Using Deploy Scripts to Elevate User Cybersecurity Awareness
In my last blog post, I looked at how SecOps can strike the right balance between IT security and productivity. But any IT admin managing endpoints knows that even the best IT staff using a super-capable UEM solution needs an assist from one key area: users.
Despite increased user training, hackers continue to be successful distributing ransomware or malware and harvesting sensitive company data via email file attachments and links to bogus websites. Trusting in the ability of users to detect and avoid increasingly well-disguised attacks is not only ineffective, it’s a form of carefully formulated negligence. A better approach is to give them a bit of additional technical assistance with one of our UEM tools.
Oder muss sie sich allein auf das Vertrauen in die IT-Mündigkeit der Kollegen/innen verlassen „à la ‘der User wird schon wissen, was er klickt‘“? Die Antwort lautet „ja“, denn allein auf das Wissen der Mitarbeiter/innen zu vertrauen, ist vorsichtig formuliert fahrlässig. Administratoren können über zusätzliche technische Hilfestellungen aktiv dazu beitragen, die IT-Sicherheit im Unternehmen auch mit Blick auf ihre User/innen nachhaltig zu verbessern.

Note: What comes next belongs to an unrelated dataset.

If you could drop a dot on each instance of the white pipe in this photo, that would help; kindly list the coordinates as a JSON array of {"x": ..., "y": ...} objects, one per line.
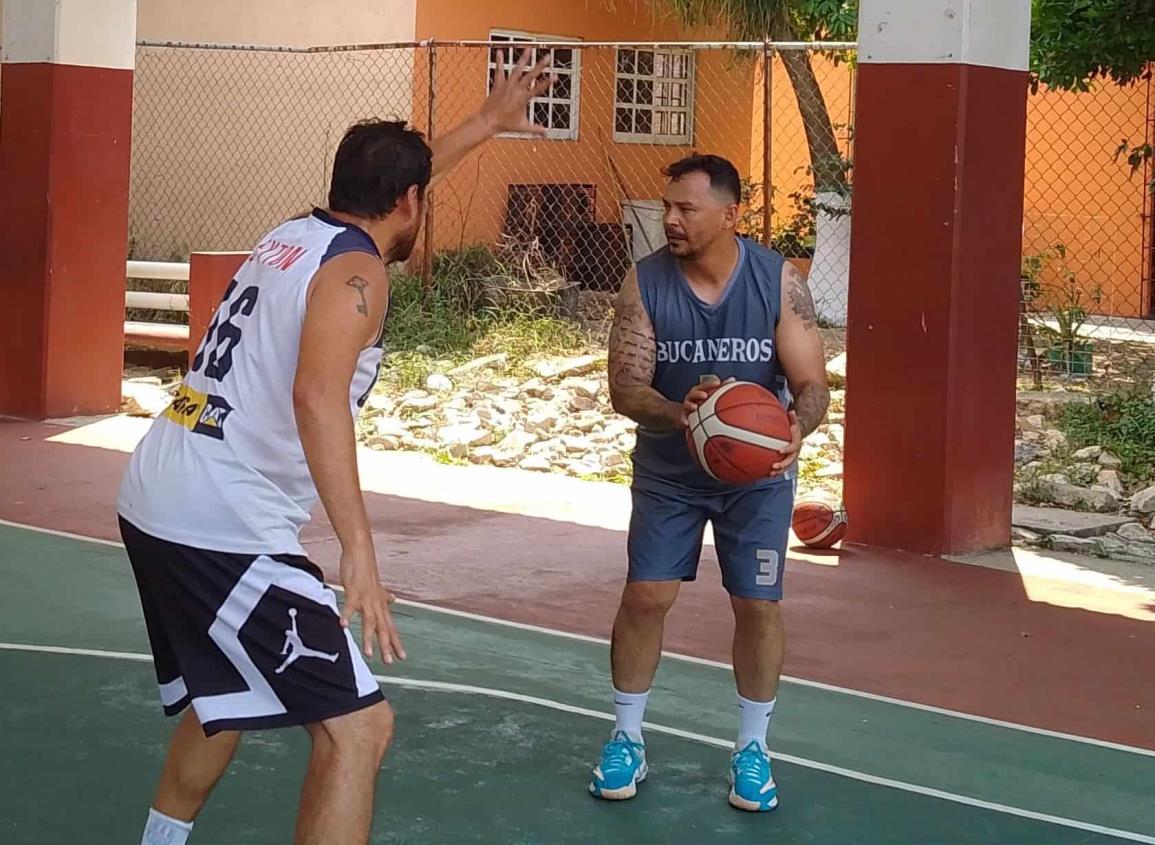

Dafür stehen heutzutage vielfältige Optionen zur Verfügung, von denen ich eine ganz besonders in den Vordergrund stellen möchte: die baramundi Deploy Scripts.
A baramundi Deploy Script (bDS) is a script written in a proprietary scripting language within baramundi Management Suite. It is most often used by IT administrators to automate common tasks across multiple machines including:
- copying files
- changing registry values
- writing text in files
- executing various processes
- displaying alerts and messages with content from multiple sources
IT admins can use bDS is to draw users' attention to potentially dangerous files, sort of like the Wanted Posters or notifications that the FBI, Interpol and other law enforcement agencies use to help find criminal suspects. For example, an admin could create scripts that show users the extensions of suspicious files. The script can also display messages on how to deal with suspicious files, such as requesting that the user notify SecOps or forward the suspicious file (safely, of course) IT teams can use similar messages – which users cannot skip – to share info about active malware or other threats. That includes integrating content from webpages, which are displayed as an active window in the foreground that can only be closed if the user has read and acknowledged the info.
Another helpful option allows admins to track when and where users read messages about cyber threats. Admins do this from the main baramundi Management Console. Scripts also can be integrated with other endpoint management tasks or “Jobs” via Baramundi Job Control. That enables messages to be automated and displayed when certain conditions exist, at specific times, or repeated as needed.
Cyber threats change and evolve in frequency and severity. But one thing that remains consistent – and that hackers take advantage of – is human nature. In other words, users tend to be the weakest link in cyber defenses. That’s not a knock on users, just a fact of life. German cybersecurity education experts at IT-Seal report that since 2018 half of all employees click on links in phishing emails. Employees in HR, finance, IT and production are targeted most frequently because they often have the greatest access to sensitive business information. Their access rights also tend to open more attack vectors to other parts of the company network once a PC has been compromised.
You only need to scan daily IT industry newsletters to understand the consequences of a successful attack. That’s all the more reason to take advantage of the tools built into bMS for improving user cybersecurity awareness as part of a multi-layered defense strategy.